A imprensa brasileira comunica pouco sobre investigações de tráfico de órgãos para evitar uma contra campanha de doação de órgãos. A Declaração feita em Istambul em 2008 repudia a transformação do corpo humano em coisa. O objetivo é impedir que os órgãos humanos sejam vendidos em prateleiras no comércio internacional. 

Em 2013 a Organização Mundial da Saúde – OMS divulgou um relatório dizendo que anualmente, no mundo, são realizados cerca de 22 mil transplantes de fígado, 66 mil transplante de rim e 6 mil transplantes de coração. Aproximadamente 5% dos órgãos utilizados nessas cirurgias são do mercado negro, com um volume de negócio estimado em 600 milhões e 1,2 bilhão de dólares.

O comércio não se dá apenas com órgãos de pessoas falecidas. Pessoas pobres acabam vendendo por um pouco de dinheiro órgãos não vitais, mas comprometem gravemente sua saúde. No Brasil a lei dos transplantes 9434/97 proíbe a comercialização de órgãos humanos e prevê pena de três a oito anos de prisão a todos os envolvidos.

Ser doador

 

É possível ser doador ainda em vida. O Ministério da Saúde diz que é possível doar órgãos como rins, fígado, medula óssea e até o pulmão. Com exceção da medula óssea, os demais só podem ser realizados em parentes de até quarto grau ou com autorização judicial.

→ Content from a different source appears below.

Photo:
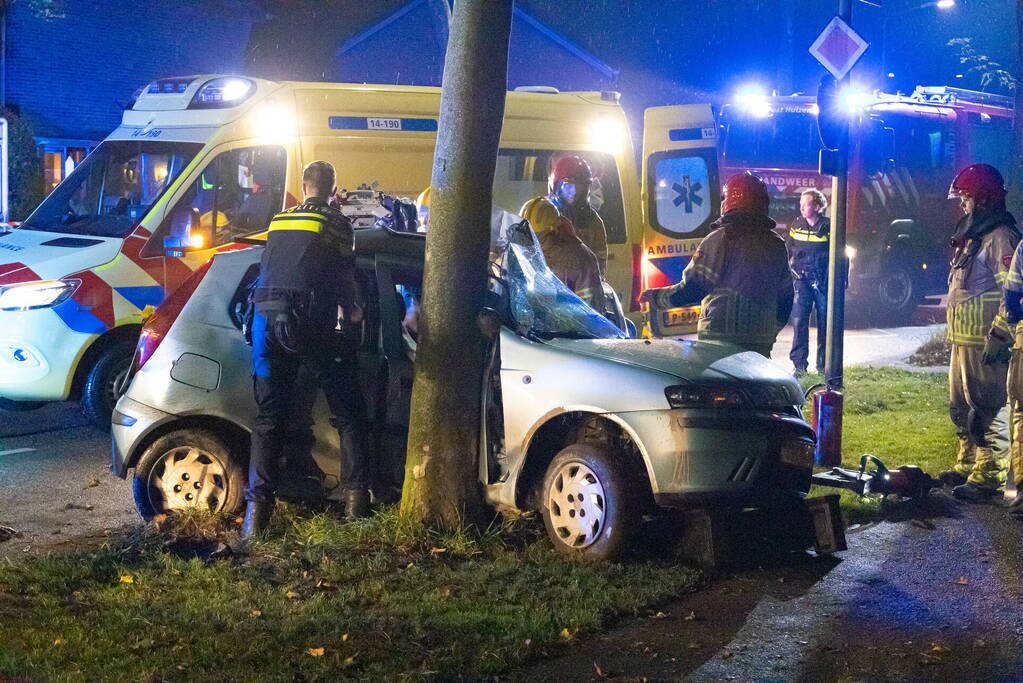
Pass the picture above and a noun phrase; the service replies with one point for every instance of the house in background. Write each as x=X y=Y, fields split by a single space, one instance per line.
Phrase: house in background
x=70 y=74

- Seja doação entre vivos ou após a morte é gratificante saber que com um gesto gratuito de amor podemos salvar a vida de alguém. Minha mãe fez hemodiálise por 6 anos. Em janeiro de 2016 mudamos de médico e descobrimos que eu era compatível para doar um rim para ela. No início da doença eu havia feito o teste, mas por algum erro, deu incompatibilidade. Após fazermos vários exames, em 16 de setembro de 2016 doei um rim para minha mãe – relata a Servidora Pública Federal, Ana Carla Geminiano Gonçalves, de 35 anos.

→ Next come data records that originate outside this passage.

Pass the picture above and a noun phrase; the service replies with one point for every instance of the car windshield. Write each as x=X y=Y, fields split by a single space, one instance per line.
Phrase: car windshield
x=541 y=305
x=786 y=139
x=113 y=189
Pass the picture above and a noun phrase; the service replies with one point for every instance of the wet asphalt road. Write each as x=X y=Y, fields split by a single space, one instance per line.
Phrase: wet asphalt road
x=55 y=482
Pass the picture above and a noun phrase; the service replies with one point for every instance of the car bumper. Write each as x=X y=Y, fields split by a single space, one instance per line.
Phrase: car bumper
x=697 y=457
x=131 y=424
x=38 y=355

Para a doação de medula óssea existe o Registro Nacional de Doadores Voluntários de Medula Óssea que é feito em todos os hemocentros do país. Ao encontrar um receptor compatível o doador é informado e o transplante é realizado.

A Associação Brasileira deTransplante de Órgãos – ABTO orienta que se conversa na família sobre a vontade de ser doador de órgãos em caso de morte cerebral. Pois, segundo o PortalBrasil do Governo Federal, nenhum documento por escrito sobrepõe a vontade dos familiares. Deixar claro a vontade de ser um doador ajuda a diminuir o peso dos parentes de tomar essa decisão.


- Eu acho a doação de órgãos um gesto muito importante, mas não sei como lidar. Só aceitaria doar o de um familiar, se a pessoa manifestasse o desejo em vida – diz a estudante Adrícia Marques Chiarini, de 25 anos.